- Directed by: Greg Kiefer
- Written by: Daryn Tufts
- Produced by: Rick McFarland
- Starring: Chris Clark Daryn Tufts Lisa Clark
- Cinematography: Greg Kiefer
- Production company: Cosmic Pictures
- Distributed by: Excel Entertainment Group
- Release date: 2006;
- Country: United States
- Language: English

= Stalking Santa =

Stalking Santa is a 2006 comedy Christmas feature film directed by Greg Kiefer, written by Daryn Tufts, starring Chris Clark, Daryn Tufts, Lisa Clark, and narrated by William Shatner. It follows one man's obsession to scientifically prove the existence of the famous Jolly Old Elf, better known as Santa Claus or Father Christmas.

== Plot ==
Shot in the mockumentary style, the film follows Lloyd Darrow (Chris Clark) a self-proclaimed "Santologist," who has made it his life's mission - and obsession - to scientifically prove the existence of Santa Claus. It's an obsession that takes him from the hieroglyphics of Egypt to a Midwestern shopping mall at Christmastime, as his friends and family wonder whether he has lost his mind.
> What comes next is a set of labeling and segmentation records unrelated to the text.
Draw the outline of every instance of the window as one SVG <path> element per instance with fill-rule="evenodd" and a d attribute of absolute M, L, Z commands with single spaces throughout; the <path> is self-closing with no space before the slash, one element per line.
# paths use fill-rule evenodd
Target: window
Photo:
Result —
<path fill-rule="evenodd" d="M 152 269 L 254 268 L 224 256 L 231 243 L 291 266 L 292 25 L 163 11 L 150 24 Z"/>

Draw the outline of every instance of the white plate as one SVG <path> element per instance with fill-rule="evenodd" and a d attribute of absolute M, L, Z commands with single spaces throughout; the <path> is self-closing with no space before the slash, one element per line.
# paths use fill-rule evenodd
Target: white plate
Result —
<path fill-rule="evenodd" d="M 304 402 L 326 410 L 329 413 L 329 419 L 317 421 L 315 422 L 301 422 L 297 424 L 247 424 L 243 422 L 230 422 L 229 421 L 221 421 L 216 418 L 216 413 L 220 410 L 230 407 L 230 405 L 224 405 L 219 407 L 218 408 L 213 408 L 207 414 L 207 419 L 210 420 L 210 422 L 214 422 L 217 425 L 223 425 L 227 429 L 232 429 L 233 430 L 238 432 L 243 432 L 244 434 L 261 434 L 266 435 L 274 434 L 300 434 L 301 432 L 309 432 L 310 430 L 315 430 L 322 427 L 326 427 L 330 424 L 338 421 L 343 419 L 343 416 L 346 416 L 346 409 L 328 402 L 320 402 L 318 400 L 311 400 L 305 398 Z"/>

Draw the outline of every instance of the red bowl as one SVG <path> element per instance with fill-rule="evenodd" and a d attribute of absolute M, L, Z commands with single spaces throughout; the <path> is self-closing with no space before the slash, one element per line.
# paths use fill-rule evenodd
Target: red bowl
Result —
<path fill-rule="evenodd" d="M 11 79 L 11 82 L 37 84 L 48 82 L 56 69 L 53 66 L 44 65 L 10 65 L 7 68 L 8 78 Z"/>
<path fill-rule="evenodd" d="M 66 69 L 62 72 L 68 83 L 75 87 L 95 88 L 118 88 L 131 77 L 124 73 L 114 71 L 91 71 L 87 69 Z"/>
Throughout this journey Darrow must also deal with his wife Barb (Lisa Clark), who supports him both emotionally and financially, the dysfunctional devotion from his intern Clarence (Daryn Tufts), and a growing resentment from his 12-year-old son Keith (Simon Taylor).

William Shatner is the film's unseen narrator and interviewer.

== Cast ==
- Chris Clark: Lloyd Darrow, the man obsessed with proving Santa's existence.
- Daryn Tufts: Clarence Onstott, Lloyd's needy, nerdy intern.
- Lisa Clark: Barbara Darrow, Lloyd's ever-patient wife.
- William Shatner: Himself, as narrator.